In the book pg 44 equation 3.8, the authors define expected discounted return as

$$G_t = R_{t+1} + \gamma R_{t+2} + \ldots$$

1. Why is it called "expected" return? Does it have anything to do with expectation? i.e., can I rewrite $$G_t$$ in terms of expectation?

Is $$R_{t+1}$$ a random variable? (the authors defined on page 38, top of the page near the diagram, that $$R_{t+1}$$ is a real number, but a random variable is a function, no?)

2. Why does the expected discounted return start with $$t+1$$?

In my opinion, this causes a problem later on when the authors define the optimal Q value in terms of the "Bellman optimality equation", pg 51, equation 3.20

$$q^\star(s,a) = \mathbb{E}[R_{t+1} + r \max_{a^\prime} q^\star(S_{t+1}, a^\prime)| S_t = s, A_t = a]$$

The optimal q value should have the intuitive definition as the reward at the CURRENT time step $$t$$ plus the optimal expected discounted reward.

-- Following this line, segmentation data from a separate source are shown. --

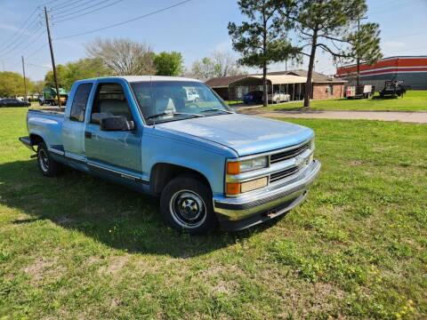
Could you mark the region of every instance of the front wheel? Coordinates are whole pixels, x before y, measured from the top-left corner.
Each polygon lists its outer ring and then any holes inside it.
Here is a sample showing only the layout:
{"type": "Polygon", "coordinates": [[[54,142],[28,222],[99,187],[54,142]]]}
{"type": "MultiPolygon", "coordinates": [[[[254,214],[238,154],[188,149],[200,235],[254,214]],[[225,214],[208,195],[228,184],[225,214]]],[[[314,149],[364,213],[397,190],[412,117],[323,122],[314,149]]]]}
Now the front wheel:
{"type": "Polygon", "coordinates": [[[41,142],[38,145],[37,164],[42,174],[45,177],[54,177],[62,169],[62,165],[52,158],[44,142],[41,142]]]}
{"type": "Polygon", "coordinates": [[[166,185],[160,212],[169,226],[192,235],[205,234],[217,224],[209,187],[190,175],[176,177],[166,185]]]}

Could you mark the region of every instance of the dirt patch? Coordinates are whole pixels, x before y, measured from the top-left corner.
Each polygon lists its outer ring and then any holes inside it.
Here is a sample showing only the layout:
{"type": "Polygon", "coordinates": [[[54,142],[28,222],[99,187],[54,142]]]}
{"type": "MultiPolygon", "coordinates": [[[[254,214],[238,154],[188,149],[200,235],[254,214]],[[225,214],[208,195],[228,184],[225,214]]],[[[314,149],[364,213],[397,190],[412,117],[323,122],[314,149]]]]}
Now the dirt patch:
{"type": "Polygon", "coordinates": [[[35,284],[41,282],[43,279],[54,280],[65,272],[65,268],[58,266],[56,261],[57,258],[38,258],[24,268],[23,271],[31,276],[35,284]]]}
{"type": "Polygon", "coordinates": [[[108,261],[105,266],[100,268],[98,273],[101,276],[117,276],[123,268],[127,264],[129,259],[129,254],[111,257],[109,261],[108,261]]]}

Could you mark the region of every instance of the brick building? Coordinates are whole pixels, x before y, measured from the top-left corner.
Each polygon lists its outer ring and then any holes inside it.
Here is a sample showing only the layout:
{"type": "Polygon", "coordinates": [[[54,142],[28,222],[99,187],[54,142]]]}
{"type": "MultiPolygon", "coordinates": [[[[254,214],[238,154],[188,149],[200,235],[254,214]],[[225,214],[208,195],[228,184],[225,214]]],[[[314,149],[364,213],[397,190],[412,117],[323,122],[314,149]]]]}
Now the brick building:
{"type": "MultiPolygon", "coordinates": [[[[307,81],[306,70],[270,72],[267,75],[268,92],[287,93],[292,100],[302,100],[307,81]]],[[[345,80],[331,78],[313,72],[311,99],[342,98],[345,80]]],[[[243,95],[252,91],[262,91],[262,75],[243,75],[212,78],[206,81],[222,99],[241,100],[243,95]]]]}
{"type": "MultiPolygon", "coordinates": [[[[336,76],[356,84],[356,65],[336,69],[336,76]]],[[[387,80],[403,80],[413,90],[427,90],[427,56],[399,56],[380,60],[374,65],[360,65],[360,84],[371,84],[375,90],[387,80]]]]}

So that $$R_{t+1}$$ should be re-written as $$R_{t}$$ should it not?

1. Why is it called "expected" return? Does it have anything to do with expectation? i.e., can I rewrite $$G_t$$ in terms of expectation?

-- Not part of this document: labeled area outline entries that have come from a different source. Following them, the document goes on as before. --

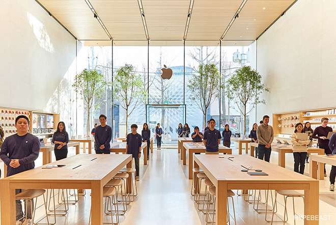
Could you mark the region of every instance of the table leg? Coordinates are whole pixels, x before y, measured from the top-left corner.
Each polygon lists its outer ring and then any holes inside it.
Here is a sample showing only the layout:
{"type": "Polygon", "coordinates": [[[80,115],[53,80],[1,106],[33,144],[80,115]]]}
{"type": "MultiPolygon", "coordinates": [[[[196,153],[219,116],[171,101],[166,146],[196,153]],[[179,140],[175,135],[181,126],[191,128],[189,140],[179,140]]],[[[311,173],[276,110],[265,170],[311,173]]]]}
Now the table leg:
{"type": "Polygon", "coordinates": [[[218,181],[216,187],[216,224],[227,224],[227,201],[228,201],[228,185],[222,181],[218,181]]]}
{"type": "Polygon", "coordinates": [[[10,188],[9,180],[0,182],[1,224],[15,224],[15,189],[10,188]]]}
{"type": "Polygon", "coordinates": [[[101,181],[91,183],[91,224],[103,224],[103,186],[101,181]]]}
{"type": "Polygon", "coordinates": [[[147,165],[147,146],[144,148],[144,165],[147,165]]]}
{"type": "Polygon", "coordinates": [[[309,189],[304,190],[304,225],[319,224],[319,181],[310,182],[309,189]]]}

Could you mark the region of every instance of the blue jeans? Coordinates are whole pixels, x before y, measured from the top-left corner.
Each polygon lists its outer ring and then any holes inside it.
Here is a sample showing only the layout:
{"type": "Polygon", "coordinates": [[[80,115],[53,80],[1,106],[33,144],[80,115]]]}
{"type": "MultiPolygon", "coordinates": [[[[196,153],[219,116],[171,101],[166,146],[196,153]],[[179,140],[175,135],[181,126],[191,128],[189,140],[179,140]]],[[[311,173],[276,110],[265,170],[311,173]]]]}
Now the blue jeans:
{"type": "Polygon", "coordinates": [[[269,162],[269,158],[271,157],[271,147],[267,148],[266,145],[263,144],[258,144],[258,158],[262,160],[264,159],[265,156],[265,161],[269,162]]]}

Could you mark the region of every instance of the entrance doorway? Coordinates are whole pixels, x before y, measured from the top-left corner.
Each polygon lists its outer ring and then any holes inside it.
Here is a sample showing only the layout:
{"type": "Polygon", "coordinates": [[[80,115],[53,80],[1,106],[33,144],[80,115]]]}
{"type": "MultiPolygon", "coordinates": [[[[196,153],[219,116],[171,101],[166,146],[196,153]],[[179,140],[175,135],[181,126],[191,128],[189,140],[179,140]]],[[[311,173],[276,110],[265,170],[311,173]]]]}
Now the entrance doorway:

No. This is just a problem with parsing the English, where it is ambiguous.

"The expected return $$G_t$$" can mean two things in normal English:

• "Expected return" is represented by $$G_t$$

• "Return" is represented by $$G_t$$ and we are interested in its expected value

The sentence in Sutton and Barto and equation 3.8 are using the second meaning.

$$G_t$$ is a random variable, and does not itself include any expected value. There is a difference between $$G_t$$, which is a random variable with a distribution and $$\mathbb{E}[G_t]$$. In reinforcement learning, discovering the value of $$\mathbb{E}[G_t]$$, under some initial conditions and constraints, is often of interest. For instance the state value function $$v_{\pi}(s)$$ can be written $$\mathbb{E}_{\pi}[G_t | S_t = s]$$ i.e. the expected return given starting in state $$s$$ and following policy $$\pi$$.

Is $$R_{t+1}$$ a random variable?

Yes.

but a random variable is a function, no?

No. The random variable is a placeholder for general case of "the actual value can/will be sampled at some point", and is used to write formulae that would apply regardless of outcome. Or it can be viewed more formally as a (potentially unknown) distribution of values, and all equations as manipulations of those distributions.

1. Why does the expected discounted return start with $$t+1$$?

This is just a convention. You will find other sources that use the convention that reward $$r$$ from taking action $$a$$ in state $$s$$ at time $$t$$ is noted $$r_{t}$$ (random variable placeholder $$R_{t}$$). This changes all the related equations as you would expect, but makes no difference to any results or behaviour of algorithms.

The convention is based on the feedback loop - the reward and next state are received after taking an action, and often at the same time, so it is natural to assign them to the same time step index.

The optimal q value should have the intuitive definition as the reward at the CURRENT time step t plus the optimal expected discounted reward.

For the Q function to be useful, it has to predict consequences of an action in a specific state. Regardless of the indexing convention in use, that means ignoring rewards that have already been received (including any for arriving in a particular state), and only counting the rewards received after taking the action.